Ever wondered how your body might feel if you survived a nuclear bomb attack? If you are so inclined, just ask a friend you know who decided on his or her own to have a full-body computed tomography (CT) scan, a trend I've heard about for a while through non-stop radio commercials. (This trends is particularly prominent in this country, where Americans make up a growing proportion of the 65 million or so CT scans performed each year.)

But I bet all those commercials never took the time to outline the risks, especially one outlined in a new study: Patients who have CT scans are exposed to a radiation dose equivalent to that received by some survivors of the Hiroshima and Nagasaki atomic bombs! As a result, this exposure has been linked with a significant rise in cancer mortality and younger patients are especially at risk.
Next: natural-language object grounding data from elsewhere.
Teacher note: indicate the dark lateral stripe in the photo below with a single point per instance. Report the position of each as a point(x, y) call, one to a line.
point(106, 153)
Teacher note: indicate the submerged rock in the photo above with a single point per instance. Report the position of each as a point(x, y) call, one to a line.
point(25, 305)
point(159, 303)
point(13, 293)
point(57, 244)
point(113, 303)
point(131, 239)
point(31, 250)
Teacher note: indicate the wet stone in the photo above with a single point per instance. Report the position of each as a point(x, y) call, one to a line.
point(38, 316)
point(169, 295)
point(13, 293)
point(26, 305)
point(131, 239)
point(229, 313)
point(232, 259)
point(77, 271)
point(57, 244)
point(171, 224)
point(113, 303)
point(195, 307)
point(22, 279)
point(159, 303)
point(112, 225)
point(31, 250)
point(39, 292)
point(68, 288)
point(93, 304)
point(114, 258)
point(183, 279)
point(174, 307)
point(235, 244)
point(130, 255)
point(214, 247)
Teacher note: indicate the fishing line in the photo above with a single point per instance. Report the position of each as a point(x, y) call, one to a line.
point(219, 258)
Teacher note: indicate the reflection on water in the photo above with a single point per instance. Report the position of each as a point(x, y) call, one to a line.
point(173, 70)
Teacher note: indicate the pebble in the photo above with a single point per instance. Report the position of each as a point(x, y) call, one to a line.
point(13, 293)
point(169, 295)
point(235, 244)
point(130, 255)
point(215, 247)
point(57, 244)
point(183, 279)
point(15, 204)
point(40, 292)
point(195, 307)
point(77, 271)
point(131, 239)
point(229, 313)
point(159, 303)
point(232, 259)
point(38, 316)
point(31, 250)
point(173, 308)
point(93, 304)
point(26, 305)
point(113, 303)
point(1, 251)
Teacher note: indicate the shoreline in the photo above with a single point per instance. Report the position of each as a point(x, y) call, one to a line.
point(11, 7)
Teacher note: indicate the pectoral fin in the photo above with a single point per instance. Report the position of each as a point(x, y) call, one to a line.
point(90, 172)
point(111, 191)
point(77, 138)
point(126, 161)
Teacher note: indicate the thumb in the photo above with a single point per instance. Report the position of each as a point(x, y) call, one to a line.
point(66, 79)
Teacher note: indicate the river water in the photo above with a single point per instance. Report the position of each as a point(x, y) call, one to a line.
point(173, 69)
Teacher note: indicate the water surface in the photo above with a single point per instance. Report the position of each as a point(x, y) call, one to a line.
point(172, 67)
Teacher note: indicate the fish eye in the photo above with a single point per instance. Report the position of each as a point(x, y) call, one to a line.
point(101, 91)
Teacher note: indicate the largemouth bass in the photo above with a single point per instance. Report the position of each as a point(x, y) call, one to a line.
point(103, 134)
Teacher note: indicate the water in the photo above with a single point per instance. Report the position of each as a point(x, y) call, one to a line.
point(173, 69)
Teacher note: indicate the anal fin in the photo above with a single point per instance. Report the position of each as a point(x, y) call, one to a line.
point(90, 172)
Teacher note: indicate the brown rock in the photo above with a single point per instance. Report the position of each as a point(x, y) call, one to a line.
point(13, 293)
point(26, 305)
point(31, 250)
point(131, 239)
During a CT procedure, the body absorbs a radiation dose of about 13 milliSieverts from each scan, researchers said, equalling the dosage absorbed by people living 2.4 kilometres from the center of the World War II atomic blasts in Japan, he says. In fact, some scanners can produce 33 percent more radiation than this.

The chance of dying from cancer due to this kind of exposure is minute (.08 percent) but cumulative. One scientist pointed out, should the average 45-year-old elect to have a CT scan annually for 30 years, he or she increases their risk of dying of cancer to about 2 percent, or comparable to the chance of dying in a car accident.

In a separate study, researchers discovered the risks and rewards of such CT scans were explained to only 7 percent of those who received them. Another huge problem: False positives that usually involve more extensive, costly and stressful tests.